12 | Surabaya, Sebulan lalu

96 13 2
                                    


Satu bulan lalu, tepat saat Kiran pulang ke rumahnya di Surabaya. Sebuah kebiasaan yang ia rutinkan setiap akhir bulan agar setidaknya ia dapat meluangkan waktu untuk berkumpul bersama keluarganya meskipun ia sedang merantau.
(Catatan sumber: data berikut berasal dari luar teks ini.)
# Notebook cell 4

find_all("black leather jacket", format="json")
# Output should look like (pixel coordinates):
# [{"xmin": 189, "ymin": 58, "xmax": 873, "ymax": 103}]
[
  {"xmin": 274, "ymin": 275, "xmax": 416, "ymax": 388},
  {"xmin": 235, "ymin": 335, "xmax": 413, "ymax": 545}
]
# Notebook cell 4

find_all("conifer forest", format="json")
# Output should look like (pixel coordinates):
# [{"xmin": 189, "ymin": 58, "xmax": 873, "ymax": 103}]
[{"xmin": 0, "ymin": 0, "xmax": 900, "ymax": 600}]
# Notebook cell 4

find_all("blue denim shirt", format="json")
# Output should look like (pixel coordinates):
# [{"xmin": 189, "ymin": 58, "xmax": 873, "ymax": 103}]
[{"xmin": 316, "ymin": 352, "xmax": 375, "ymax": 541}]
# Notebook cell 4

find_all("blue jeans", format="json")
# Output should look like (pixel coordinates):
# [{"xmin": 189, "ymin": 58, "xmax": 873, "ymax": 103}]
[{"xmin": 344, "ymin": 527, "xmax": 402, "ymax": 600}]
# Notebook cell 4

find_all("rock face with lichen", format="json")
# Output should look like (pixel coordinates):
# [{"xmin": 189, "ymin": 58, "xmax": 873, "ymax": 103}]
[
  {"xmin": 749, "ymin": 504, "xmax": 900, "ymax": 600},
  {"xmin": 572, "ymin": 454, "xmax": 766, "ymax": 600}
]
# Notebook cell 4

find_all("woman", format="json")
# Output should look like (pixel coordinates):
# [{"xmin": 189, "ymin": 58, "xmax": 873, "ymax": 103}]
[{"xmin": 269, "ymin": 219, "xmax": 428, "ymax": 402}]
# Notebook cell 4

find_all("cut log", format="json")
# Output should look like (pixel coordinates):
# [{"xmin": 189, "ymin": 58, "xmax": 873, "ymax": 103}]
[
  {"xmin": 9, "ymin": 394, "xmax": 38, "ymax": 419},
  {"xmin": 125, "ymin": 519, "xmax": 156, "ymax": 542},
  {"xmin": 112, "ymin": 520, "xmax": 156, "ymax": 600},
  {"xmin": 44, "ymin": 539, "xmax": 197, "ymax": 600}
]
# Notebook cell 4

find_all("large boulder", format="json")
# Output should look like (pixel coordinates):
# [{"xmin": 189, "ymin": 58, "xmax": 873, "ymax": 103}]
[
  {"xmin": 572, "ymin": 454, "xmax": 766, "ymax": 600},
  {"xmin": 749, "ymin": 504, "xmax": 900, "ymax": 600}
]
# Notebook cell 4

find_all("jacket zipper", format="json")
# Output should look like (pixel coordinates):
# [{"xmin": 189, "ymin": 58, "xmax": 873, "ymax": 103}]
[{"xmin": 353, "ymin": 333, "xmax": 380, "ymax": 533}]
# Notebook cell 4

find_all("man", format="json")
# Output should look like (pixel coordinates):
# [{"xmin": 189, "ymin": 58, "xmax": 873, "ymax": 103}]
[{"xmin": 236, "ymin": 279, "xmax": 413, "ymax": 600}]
Saat itu adalah siang hari di hari Minggu, dengan matahari yang terik di luar. Kiran duduk di ruang makan dengan satu piring berisi buah melon dengan potongan balok di depannya. Buah itu belum ia sentuh sama sekali karena ia terlalu sibuk dengan ponsel.
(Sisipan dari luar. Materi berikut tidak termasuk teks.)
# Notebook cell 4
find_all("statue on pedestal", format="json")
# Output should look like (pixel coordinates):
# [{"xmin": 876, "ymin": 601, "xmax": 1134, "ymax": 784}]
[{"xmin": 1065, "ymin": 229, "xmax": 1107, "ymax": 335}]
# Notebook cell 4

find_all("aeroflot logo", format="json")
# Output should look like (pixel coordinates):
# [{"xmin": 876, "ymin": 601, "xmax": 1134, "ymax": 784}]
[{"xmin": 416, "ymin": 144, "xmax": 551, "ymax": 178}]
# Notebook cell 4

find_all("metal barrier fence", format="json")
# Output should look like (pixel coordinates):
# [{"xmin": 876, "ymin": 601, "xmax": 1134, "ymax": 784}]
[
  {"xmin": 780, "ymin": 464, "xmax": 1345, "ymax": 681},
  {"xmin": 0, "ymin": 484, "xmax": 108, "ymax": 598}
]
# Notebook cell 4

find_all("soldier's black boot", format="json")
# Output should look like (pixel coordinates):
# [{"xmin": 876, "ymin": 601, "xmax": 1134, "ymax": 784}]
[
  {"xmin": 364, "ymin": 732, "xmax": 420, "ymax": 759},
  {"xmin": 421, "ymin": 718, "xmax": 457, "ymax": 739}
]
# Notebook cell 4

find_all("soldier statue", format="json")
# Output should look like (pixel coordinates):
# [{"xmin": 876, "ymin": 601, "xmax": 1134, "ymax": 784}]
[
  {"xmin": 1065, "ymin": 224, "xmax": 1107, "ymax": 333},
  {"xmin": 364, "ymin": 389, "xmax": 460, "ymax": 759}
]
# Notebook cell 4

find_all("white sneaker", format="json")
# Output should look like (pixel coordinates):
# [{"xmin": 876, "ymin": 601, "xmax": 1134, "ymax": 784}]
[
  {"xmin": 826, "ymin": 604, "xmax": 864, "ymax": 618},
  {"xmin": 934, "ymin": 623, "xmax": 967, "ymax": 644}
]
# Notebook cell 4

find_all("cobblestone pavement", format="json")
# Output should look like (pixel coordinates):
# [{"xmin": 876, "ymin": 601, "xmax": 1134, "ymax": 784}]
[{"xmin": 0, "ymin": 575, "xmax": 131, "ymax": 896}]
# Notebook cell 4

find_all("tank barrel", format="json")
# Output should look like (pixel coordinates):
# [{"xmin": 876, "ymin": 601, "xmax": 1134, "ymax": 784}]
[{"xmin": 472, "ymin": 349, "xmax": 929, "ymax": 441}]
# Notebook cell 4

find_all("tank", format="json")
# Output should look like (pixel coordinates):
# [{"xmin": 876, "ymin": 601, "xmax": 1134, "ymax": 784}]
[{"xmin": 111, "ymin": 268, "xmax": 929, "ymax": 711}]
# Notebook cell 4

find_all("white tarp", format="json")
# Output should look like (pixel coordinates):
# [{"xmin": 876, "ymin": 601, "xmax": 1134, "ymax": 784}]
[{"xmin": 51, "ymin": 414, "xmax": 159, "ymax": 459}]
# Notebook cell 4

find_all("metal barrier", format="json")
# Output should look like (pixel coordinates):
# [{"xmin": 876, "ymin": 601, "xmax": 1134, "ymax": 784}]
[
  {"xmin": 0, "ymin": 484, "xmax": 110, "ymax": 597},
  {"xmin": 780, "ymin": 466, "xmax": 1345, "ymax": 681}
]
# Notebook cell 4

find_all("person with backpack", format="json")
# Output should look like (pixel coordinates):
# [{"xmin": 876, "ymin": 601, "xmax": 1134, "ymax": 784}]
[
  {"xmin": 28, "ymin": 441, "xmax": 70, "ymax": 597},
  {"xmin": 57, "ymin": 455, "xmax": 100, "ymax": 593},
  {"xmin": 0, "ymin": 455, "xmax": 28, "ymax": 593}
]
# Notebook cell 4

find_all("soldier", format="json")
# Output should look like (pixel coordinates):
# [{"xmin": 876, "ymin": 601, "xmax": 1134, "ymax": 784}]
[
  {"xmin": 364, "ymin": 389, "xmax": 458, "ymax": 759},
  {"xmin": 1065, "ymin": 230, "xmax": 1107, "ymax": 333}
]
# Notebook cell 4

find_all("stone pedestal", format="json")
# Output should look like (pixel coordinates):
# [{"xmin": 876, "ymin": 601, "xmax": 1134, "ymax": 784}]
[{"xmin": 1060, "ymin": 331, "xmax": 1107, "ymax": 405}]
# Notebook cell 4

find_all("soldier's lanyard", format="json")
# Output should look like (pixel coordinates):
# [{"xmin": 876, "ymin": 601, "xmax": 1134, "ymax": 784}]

"Lagi chat sama siapa sih, Dek? Kok mama liat kamu senyum-senyum sendiri dari tadi." Seorang wanita paruh baya dengan perawakan sedikit gemuk duduk bergabung bersama Kiran dengan membawa sepiring nasi yang kemudian ia letakkan di atas meja. Lalu ia mengambil satu sendok sayur asem dan menuangkannya di piring.

"Sama temen Kiran, Ma." Jawab putri bungsunya dengan mata yang tak berpaling dari handphone. Senyumnya terus mengembang dengan rona kemerahan di pipinya yang bulat.

"Temen apa temen? Ngaku aja, pasti pacar kamu kan?" Goda Mamanya.

"Beneran temen, Mamaaa.. Kiran nggak punya pacar."

"Mana ada chat sama temen pipinya sampe merah gitu?"

"Kalo Kiran punya pacar emangnya Mama ngebolehin?"

"Lho, ya boleh. Kamu kan udah besar sekarang. Asalkan orangnya baik, bisa ngejaga kamu."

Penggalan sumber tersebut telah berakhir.